Sal and I are writing. It’s been hard. But fun. We are going for a cheap B action flick-type story about which we know very little. But, what the hell, eh? Blow up a few cars, shoot a few bad guys, crack some smart-alec remarks as you plummet over a cliff…….how can you go wrong? It’s NOT rocket science. We kept partially cool at the pool all day while grinding out the schlock and then headed out to dinner at the Passport.
Book progress? Maybe 20,000 words but only three people have been killed and the heroes haven’t even been wounded yet. Only one car down. But not blown up. Plenty of opportunities to act like Reacher or Willis still yet to come.
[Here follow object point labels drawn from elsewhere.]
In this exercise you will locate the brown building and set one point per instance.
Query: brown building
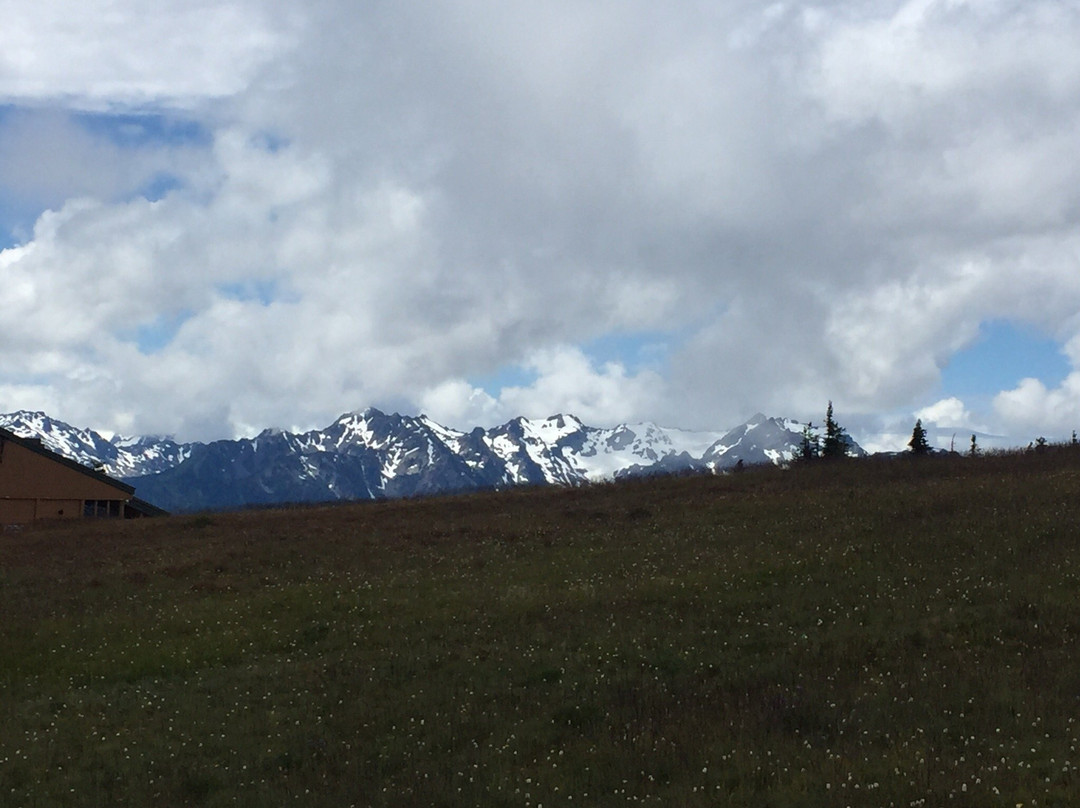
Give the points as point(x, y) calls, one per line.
point(37, 483)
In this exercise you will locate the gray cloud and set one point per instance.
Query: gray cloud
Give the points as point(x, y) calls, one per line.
point(821, 201)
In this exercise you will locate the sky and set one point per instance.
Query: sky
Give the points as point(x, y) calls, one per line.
point(224, 215)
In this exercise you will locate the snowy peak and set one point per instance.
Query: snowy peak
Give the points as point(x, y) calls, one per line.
point(122, 457)
point(370, 454)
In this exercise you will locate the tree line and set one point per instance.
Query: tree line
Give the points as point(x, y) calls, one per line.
point(835, 441)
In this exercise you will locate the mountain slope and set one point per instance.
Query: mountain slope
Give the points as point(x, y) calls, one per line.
point(370, 455)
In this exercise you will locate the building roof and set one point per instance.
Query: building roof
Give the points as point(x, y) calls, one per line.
point(34, 444)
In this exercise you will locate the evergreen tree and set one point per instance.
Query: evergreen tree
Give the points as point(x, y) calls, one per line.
point(918, 443)
point(836, 440)
point(809, 445)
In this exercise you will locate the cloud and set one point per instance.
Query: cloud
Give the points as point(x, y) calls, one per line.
point(100, 53)
point(566, 380)
point(390, 203)
point(946, 413)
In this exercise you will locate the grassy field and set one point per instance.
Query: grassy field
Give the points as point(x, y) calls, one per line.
point(868, 634)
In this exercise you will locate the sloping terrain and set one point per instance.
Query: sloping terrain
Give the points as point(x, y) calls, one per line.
point(864, 633)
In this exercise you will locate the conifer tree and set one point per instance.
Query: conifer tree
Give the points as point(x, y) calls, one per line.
point(809, 445)
point(918, 443)
point(836, 440)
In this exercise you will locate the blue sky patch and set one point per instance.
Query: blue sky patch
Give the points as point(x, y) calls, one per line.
point(1004, 353)
point(136, 131)
point(154, 336)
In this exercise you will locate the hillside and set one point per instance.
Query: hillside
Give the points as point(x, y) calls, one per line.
point(863, 633)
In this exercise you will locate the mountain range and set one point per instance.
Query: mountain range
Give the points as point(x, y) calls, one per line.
point(374, 455)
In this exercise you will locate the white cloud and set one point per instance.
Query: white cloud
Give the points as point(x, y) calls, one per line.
point(100, 53)
point(824, 203)
point(945, 414)
point(566, 381)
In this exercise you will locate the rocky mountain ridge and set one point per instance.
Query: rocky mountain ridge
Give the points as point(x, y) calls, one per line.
point(373, 455)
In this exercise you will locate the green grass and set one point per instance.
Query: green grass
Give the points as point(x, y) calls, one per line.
point(863, 634)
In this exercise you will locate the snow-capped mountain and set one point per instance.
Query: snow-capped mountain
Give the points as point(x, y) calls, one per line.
point(370, 455)
point(121, 457)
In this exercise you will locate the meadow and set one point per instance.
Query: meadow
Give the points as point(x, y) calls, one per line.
point(862, 633)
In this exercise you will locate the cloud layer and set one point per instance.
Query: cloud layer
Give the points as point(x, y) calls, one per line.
point(796, 202)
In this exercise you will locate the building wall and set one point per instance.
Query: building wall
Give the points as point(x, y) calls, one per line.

The Passport is a little cafe-style 20+ seat restaurant open to the street and buried deep within a labyrinth of sois and alleyways on the residential side of the highway to Hua Hin. It’s where the locals live. Lek and Mike own it. They’re from Boston.
Well, Lek was originally from Thailand but, after raising their kids to teens in Boston, they abandoned the US rat race for the slower, quieter and somewhat more advantageous (financially) lifestyle of Thailand. And they opened a restaurant.
“We never had a restaurant before. Didn’t know how to do it but Lek can cook and that seemed like a good place to start. Then we found a really great butcher who would make ‘cuts’ they way we asked and the rest is kind of history. It is NOT history yet, not really, because we are still in our third year and learning as we go.”
Mike is 60. Lek is younger (50?) and the kids are still teens. They are not likely to ever go back to the states. “I have nothing for me, there. I have no love for it. This is good.”
Thailand is still foreign to Mike. He doesn’t get ‘how they think’. It’s frustrating for him but he’s managing. He’s not allowed to work directly in his own restaurant either. But, he does a bit. He greets people (allowed). He seats people (questionable) and he cleans tables and collects plates like a busboy now and then when it is busy (not allowed). Thais have to be employed. He can be an owner. He can’t be a worker. And, yes, the authorities check now and then and he was fined once already.
“Another local restaurant got jealous of our business and ratted me out. It happens.”
“Why write about ex-pats, Dave? Gotta be a million stories like that!”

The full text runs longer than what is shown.